When reading an ad for a 2B on ebay, the seller noted that he had replaced the balanced inputs on a pro with the consumer standard RCA jack. He noted that the input to the amp proper is single ended, not balanced, and the interface to the XLR jack is done with a small adapter circuit that contains an op amp, and horror of horrors to an audiophile, passes the signal through an electrolytic capacitor on its way to the amp. I studied the circuit diagrams of the pro and retail models and saw that the retail simply took the input from the RCA jack and fed it straight to the input pin on the amp module circuit board. I resolved to implement it that way.

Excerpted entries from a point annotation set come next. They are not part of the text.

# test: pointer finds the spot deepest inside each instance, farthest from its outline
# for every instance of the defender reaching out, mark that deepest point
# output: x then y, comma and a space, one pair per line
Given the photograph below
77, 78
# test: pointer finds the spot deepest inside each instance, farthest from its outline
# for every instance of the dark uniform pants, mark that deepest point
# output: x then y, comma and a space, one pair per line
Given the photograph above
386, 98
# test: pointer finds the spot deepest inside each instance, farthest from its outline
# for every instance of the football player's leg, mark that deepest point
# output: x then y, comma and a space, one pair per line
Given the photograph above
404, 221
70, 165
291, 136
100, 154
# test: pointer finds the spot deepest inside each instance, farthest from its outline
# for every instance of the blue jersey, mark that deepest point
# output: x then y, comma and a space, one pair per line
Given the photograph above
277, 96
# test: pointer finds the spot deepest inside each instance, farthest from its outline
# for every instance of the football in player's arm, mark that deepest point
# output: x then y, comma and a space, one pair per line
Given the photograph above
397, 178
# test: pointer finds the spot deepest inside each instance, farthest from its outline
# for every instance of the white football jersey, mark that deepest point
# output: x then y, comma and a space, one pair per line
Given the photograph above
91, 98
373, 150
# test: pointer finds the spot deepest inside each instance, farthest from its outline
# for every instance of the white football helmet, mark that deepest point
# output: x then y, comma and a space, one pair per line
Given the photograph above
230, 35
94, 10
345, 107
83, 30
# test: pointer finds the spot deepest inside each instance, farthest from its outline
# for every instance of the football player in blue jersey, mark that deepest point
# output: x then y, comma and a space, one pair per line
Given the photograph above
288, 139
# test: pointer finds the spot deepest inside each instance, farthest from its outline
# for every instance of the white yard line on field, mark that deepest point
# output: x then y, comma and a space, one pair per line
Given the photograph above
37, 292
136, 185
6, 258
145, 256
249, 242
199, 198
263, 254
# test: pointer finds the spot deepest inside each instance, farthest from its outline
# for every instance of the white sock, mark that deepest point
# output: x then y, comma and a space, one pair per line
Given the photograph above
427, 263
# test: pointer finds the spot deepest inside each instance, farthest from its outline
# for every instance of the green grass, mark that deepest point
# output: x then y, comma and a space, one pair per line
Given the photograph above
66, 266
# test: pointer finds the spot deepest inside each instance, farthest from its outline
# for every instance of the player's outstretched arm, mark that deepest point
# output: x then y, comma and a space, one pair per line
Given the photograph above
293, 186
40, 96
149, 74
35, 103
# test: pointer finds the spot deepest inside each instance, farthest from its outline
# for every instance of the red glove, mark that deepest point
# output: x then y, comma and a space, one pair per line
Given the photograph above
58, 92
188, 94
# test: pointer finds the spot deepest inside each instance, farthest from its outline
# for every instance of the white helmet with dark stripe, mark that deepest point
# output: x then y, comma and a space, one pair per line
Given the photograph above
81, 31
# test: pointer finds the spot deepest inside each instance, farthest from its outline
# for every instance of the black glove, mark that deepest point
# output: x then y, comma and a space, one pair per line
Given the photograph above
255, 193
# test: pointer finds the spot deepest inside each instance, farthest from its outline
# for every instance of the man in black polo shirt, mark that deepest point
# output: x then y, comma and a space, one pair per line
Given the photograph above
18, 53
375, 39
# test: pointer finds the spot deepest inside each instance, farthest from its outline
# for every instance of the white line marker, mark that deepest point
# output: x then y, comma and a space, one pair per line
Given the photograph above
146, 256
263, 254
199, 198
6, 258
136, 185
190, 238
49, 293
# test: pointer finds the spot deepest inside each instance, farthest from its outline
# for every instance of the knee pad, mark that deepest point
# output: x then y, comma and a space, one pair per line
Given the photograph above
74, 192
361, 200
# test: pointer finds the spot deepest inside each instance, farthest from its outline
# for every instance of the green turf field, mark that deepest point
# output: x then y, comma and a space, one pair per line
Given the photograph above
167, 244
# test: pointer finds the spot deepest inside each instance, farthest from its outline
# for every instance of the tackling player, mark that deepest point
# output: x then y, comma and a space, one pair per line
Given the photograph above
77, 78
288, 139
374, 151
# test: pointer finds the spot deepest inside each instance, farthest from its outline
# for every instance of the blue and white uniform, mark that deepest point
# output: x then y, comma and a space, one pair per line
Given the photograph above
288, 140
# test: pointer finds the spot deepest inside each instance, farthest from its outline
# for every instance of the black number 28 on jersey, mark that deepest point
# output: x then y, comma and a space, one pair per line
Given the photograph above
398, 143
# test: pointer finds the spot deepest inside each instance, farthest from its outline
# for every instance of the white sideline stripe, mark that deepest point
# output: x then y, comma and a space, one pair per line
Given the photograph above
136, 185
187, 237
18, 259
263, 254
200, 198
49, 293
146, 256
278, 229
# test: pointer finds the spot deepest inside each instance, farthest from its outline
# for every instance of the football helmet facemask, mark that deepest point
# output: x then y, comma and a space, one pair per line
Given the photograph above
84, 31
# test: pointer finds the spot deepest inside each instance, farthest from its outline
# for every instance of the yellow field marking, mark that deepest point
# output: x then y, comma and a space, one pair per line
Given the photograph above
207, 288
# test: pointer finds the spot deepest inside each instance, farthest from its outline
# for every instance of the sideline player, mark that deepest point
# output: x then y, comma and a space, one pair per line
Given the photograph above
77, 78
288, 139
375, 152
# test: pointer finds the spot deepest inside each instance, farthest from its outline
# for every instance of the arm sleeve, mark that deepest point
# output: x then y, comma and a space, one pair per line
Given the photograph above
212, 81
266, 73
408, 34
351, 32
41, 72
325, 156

To physically mount the RCA jack onto the XLR hole in the chassis, I found an adapter for that very purpose on ebay. They were expensive to my thinking, about $20 each, but when I received them I noted they were made from aluminum and were mechanically and electrically very sound, so to speak…

Working with the tiny shielded cable was tedious but I was able to create good solder connectios on the jacks. Below are some after pictures. The amp works great with the RCA jacks and this is a welcome development for me. Once I was done the top went back on and it was placed back into service.

Guitar amp project: Phase splitter and input triodes checkout

Finished wiring up the phase splitter. For the circuit, I used the ubiquitous long tail pair used in a Marshall Plexi 50 watt. Due to my use of larger coupling caps, it was very fussy to wire up, and I worried about some error causing all sorts of problems or emitting the magic smoke. Imagine my pleasure when I hooked it up to the function generator and captured the voltage it was placing on the grids of the EL34s.

We see the 3.12 volt sine wave coming in and the resulting 64.8/67.2 volts on the EL34 grids, a voltage gain of 21 or 26.5 db. I note the two outputs are very close in voltage.

Phase Splitter with the power tubes

The top is the grid voltages of the two EL34 tubes, and the bottom is the cathode current thereof, as measured on the one ohm cathode resistors.
Same thing, driven by a square wave.

Its days like this that a four channel scope with screen capture is a wonderful thing. We see the power stage operating properly when driven by the phase splitter. The EL34s are not well matched, as evidenced by their different idle currents, but this is good enough for a general smoke test…

Input Stage Checkout

Input triodes driven by a square wave.

Doing a smoke test on the input triodes. The input signal is a 3 volt square wave–I wanted to see what kind of voltages it could emit and these are delightfully high. The configuration here is the typical Marshall input with a regular and ‘high’ stage. The difference being in the bias resistor and capacitor. The different responses to the square wave are to be expected. Here we are seeing a voltage gain of 18.7 on one and 23 on the other, or 16 and 17.6 db. Since the phase splitter is emitting close to full power driving voltage with a 3 volt input, I will need to look at how I want to structure the gain staging in the amp. I will not have a traditional tone control circuit, so the means of hooking it up to the phase splitter input will require some experimentation. There will be a rheostat for each side of the triode pair, and the relative levels there act to some extent as a tone control. A single input will drive the triodes, acting as the traditional jumper between the regular and high inputs.

Bench test of the phase splitter and output section. The voltmeter on the left is watching the B+ for the input triodes and the voltmeters on the right are not used in this setup.

Starting Over

After some years of low external interest and inaction on my part, my wordpress vendor was hacked and from what I can determine, its content was lost. I changed vendors. I didn’t see the need to try and recover old posts, and felt it was as good a time as any to make a fresh start on March 5, 2023.